If the unit vectors ` vec(e_(1))` and `vec(e_(2))` are inclined at an angle `2theta` and `|vec(e_(1)) - vec(e_(2))| lt 2` , then for `theta in [0,pi], theta` may lie in the interval

To solve the problem step by step, we will analyze the given conditions and derive the range for θ. ### Step 1: Understand the Given Information We have two unit vectors \( \vec{e_1} \) and \( \vec{e_2} \) such that: - The angle between them is \( 2\theta \). - The magnitude of their difference is less than 2, i.e., \( |\vec{e_1} - \vec{e_2}| < 2 \). ### Step 2: Express the Magnitude Condition Since both vectors are unit vectors, we know: \[ |\vec{e_1}| = 1 \quad \text{and} \quad |\vec{e_2}| = 1 \] Now, we can express the magnitude of the difference: \[ |\vec{e_1} - \vec{e_2}|^2 < 4 \] Expanding this, we have: \[ (\vec{e_1} - \vec{e_2}) \cdot (\vec{e_1} - \vec{e_2}) < 4 \] This expands to: \[ |\vec{e_1}|^2 + |\vec{e_2}|^2 - 2 \vec{e_1} \cdot \vec{e_2} < 4 \] ### Step 3: Substitute the Magnitudes Since \( |\vec{e_1}|^2 = 1 \) and \( |\vec{e_2}|^2 = 1 \), we substitute these values: \[ 1 + 1 - 2 \vec{e_1} \cdot \vec{e_2} < 4 \] This simplifies to: \[ 2 - 2 \vec{e_1} \cdot \vec{e_2} < 4 \] ### Step 4: Rearranging the Inequality Rearranging gives: \[ -2 \vec{e_1} \cdot \vec{e_2} < 2 \] Dividing by -2 (and reversing the inequality): \[ \vec{e_1} \cdot \vec{e_2} > -1 \] ### Step 5: Relate the Dot Product to the Angle The dot product of two vectors can be expressed in terms of the angle between them: \[ \vec{e_1} \cdot \vec{e_2} = |\vec{e_1}| |\vec{e_2}| \cos(2\theta) = \cos(2\theta) \] Thus, we have: \[ \cos(2\theta) > -1 \] ### Step 6: Analyzing the Cosine Condition The cosine function has a range of \([-1, 1]\).
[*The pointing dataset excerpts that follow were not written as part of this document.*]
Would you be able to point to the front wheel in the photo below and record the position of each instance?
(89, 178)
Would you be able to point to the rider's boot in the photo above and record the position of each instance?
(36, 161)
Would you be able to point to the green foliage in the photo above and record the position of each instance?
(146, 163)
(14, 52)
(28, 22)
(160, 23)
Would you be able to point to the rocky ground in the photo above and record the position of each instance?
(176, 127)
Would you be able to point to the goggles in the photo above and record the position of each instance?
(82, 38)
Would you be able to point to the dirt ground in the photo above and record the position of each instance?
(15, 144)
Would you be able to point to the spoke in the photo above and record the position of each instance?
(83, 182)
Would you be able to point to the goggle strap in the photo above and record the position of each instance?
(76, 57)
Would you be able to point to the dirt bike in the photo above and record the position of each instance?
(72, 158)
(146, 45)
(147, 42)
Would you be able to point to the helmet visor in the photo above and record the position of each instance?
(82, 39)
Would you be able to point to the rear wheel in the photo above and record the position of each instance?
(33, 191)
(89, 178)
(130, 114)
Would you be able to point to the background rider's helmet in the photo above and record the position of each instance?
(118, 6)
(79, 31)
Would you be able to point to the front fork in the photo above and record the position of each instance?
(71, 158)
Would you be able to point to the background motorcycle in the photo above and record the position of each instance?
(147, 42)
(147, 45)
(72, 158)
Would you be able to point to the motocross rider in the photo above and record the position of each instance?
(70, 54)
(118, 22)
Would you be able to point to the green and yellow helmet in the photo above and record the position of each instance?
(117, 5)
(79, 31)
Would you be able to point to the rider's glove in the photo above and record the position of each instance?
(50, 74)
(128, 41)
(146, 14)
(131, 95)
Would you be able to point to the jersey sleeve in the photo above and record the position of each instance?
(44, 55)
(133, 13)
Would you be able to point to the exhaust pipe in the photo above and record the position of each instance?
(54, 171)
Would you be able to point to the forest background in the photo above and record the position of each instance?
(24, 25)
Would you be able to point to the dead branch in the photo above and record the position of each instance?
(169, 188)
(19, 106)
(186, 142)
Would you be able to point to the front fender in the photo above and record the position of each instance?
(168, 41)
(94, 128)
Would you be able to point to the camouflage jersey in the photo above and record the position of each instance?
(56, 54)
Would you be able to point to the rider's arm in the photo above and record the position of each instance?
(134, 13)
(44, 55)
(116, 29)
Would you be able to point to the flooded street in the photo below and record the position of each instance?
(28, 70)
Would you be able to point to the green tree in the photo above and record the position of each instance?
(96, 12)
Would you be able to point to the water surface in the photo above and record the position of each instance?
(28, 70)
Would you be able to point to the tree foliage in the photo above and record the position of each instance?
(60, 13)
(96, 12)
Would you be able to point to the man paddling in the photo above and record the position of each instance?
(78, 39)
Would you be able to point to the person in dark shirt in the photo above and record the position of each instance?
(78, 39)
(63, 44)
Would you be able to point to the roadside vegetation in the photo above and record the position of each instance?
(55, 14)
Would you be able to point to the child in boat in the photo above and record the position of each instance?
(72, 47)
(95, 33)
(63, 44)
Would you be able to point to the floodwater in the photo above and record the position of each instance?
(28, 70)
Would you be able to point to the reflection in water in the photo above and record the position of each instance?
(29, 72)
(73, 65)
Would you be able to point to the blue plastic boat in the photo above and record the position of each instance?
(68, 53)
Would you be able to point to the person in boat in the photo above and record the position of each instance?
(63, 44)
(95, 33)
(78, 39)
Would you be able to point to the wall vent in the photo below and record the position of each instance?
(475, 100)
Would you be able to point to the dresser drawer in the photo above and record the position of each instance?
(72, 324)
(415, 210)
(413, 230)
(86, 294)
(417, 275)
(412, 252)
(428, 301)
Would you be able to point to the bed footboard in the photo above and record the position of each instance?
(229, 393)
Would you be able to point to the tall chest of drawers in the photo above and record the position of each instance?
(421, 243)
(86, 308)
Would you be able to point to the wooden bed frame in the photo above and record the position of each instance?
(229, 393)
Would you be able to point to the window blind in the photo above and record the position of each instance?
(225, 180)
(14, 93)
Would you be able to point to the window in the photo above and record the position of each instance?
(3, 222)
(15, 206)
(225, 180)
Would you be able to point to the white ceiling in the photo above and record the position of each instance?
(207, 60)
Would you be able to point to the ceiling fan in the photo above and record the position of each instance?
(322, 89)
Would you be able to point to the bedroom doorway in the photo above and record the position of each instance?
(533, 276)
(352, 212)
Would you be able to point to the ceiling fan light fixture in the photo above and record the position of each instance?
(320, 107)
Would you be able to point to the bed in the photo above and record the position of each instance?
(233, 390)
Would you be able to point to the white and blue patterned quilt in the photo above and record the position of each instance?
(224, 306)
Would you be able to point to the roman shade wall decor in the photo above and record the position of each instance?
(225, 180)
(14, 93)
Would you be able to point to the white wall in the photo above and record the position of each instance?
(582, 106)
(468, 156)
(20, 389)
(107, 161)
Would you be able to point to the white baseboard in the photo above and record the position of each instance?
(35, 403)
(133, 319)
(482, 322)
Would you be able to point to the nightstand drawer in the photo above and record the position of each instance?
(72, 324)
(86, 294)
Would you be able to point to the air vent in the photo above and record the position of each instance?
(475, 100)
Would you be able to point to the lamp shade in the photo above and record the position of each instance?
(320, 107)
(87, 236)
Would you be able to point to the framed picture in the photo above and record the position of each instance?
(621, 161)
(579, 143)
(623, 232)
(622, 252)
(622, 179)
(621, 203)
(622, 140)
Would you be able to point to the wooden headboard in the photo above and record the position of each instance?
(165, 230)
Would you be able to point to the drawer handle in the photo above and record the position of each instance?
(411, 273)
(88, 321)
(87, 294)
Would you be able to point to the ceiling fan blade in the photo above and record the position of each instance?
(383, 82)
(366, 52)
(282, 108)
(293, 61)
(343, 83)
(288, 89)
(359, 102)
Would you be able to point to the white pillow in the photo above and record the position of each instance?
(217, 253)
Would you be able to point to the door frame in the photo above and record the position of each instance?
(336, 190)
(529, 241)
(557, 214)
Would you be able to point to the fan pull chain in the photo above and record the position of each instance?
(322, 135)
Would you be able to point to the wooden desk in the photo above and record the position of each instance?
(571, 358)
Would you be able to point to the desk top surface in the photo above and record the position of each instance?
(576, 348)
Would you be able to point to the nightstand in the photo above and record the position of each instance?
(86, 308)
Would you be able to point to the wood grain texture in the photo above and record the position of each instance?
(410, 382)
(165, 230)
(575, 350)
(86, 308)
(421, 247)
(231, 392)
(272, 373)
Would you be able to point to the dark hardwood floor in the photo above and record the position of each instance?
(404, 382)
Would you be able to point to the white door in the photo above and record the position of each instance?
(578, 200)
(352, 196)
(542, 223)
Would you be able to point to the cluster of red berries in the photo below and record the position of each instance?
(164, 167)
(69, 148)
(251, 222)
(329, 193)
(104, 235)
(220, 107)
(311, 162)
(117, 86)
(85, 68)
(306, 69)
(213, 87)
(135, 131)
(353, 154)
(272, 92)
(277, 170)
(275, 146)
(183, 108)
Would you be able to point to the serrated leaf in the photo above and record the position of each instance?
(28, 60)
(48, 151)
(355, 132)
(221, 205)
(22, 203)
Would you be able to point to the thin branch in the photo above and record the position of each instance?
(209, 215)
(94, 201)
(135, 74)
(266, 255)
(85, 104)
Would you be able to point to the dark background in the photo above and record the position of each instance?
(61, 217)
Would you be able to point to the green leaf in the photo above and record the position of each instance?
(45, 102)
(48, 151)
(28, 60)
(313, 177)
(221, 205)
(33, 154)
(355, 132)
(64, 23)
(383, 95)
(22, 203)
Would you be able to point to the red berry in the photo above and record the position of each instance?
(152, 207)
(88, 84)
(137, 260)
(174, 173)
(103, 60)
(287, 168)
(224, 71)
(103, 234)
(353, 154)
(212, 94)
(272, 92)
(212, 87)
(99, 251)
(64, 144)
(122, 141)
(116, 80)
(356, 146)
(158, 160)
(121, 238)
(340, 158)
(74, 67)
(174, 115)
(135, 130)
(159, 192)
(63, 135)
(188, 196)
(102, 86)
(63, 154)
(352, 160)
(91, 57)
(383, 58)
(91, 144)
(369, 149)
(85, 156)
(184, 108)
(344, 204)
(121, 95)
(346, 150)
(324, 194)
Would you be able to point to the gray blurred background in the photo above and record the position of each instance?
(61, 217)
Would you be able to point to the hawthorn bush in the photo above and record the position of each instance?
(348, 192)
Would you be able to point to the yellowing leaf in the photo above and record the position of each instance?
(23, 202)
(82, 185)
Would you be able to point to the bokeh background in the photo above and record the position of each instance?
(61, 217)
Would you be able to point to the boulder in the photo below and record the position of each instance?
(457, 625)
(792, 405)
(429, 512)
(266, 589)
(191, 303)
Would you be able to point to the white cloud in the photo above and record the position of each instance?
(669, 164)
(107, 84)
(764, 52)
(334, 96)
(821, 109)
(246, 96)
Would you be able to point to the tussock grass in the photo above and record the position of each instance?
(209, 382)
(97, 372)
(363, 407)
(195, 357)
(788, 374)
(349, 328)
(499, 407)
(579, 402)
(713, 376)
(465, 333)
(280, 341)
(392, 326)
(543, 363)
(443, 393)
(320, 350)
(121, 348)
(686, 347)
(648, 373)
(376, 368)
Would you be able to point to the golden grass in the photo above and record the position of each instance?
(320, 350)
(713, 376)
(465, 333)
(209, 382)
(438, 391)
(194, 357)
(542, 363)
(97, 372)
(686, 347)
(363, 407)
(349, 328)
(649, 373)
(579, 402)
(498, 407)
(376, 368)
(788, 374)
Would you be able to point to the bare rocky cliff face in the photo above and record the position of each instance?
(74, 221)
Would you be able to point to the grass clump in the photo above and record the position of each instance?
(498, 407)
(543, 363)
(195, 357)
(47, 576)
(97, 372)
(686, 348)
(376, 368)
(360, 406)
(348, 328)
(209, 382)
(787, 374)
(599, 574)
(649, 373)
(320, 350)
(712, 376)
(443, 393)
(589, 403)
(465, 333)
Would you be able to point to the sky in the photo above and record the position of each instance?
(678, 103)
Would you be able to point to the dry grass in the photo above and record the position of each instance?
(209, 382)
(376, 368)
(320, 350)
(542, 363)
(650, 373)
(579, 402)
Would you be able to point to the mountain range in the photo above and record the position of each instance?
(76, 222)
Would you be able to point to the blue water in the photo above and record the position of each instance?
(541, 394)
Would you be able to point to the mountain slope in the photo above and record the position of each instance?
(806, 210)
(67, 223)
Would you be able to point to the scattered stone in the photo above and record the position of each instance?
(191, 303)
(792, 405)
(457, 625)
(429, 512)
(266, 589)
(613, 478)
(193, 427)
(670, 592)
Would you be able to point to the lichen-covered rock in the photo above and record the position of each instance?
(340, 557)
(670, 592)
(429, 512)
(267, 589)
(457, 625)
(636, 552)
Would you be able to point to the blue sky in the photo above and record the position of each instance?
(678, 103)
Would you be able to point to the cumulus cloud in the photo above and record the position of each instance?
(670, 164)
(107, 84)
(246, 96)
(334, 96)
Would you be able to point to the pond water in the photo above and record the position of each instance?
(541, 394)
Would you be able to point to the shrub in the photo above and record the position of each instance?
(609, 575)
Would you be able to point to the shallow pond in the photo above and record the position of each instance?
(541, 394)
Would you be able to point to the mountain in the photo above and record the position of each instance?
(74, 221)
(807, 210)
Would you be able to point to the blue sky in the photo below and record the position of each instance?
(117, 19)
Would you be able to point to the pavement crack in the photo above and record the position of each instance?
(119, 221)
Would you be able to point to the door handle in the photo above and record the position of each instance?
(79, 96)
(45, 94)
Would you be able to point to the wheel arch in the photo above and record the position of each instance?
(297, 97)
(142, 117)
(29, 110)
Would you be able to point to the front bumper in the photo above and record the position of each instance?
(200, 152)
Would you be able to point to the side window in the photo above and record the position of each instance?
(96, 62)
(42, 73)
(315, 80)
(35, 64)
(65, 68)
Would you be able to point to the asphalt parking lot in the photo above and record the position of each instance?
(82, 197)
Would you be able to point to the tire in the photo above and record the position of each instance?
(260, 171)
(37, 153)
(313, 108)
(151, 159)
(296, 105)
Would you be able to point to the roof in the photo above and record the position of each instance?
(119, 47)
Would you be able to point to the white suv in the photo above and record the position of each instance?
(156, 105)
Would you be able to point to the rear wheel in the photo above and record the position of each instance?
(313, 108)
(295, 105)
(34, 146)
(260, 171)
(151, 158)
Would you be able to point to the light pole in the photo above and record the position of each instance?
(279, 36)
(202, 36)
The condition \( \cos(2\theta) > -1 \) is always satisfied for any angle \( 2\theta \) except when \( 2\theta = \pi \) (where \( \cos(2\theta) = -1 \)). Therefore, we need to exclude this case: \[ 2\theta \neq \pi \implies \theta \neq \frac{\pi}{2} \] ### Step 7: Determine the Range of θ Since \( \theta \) is defined in the interval \([0, \pi]\), we conclude: \[ \theta \in [0, \pi] \text{ but } \theta \neq \frac{\pi}{2} \] Thus, the valid interval for \( \theta \) is: \[ \theta \in [0, \frac{\pi}{2}) \cup (\frac{\pi}{2}, \pi] \] ### Final Answer The interval for \( \theta \) is: \[ \theta \in [0, \frac{\pi}{2}) \cup (\frac{\pi}{2}, \pi] \]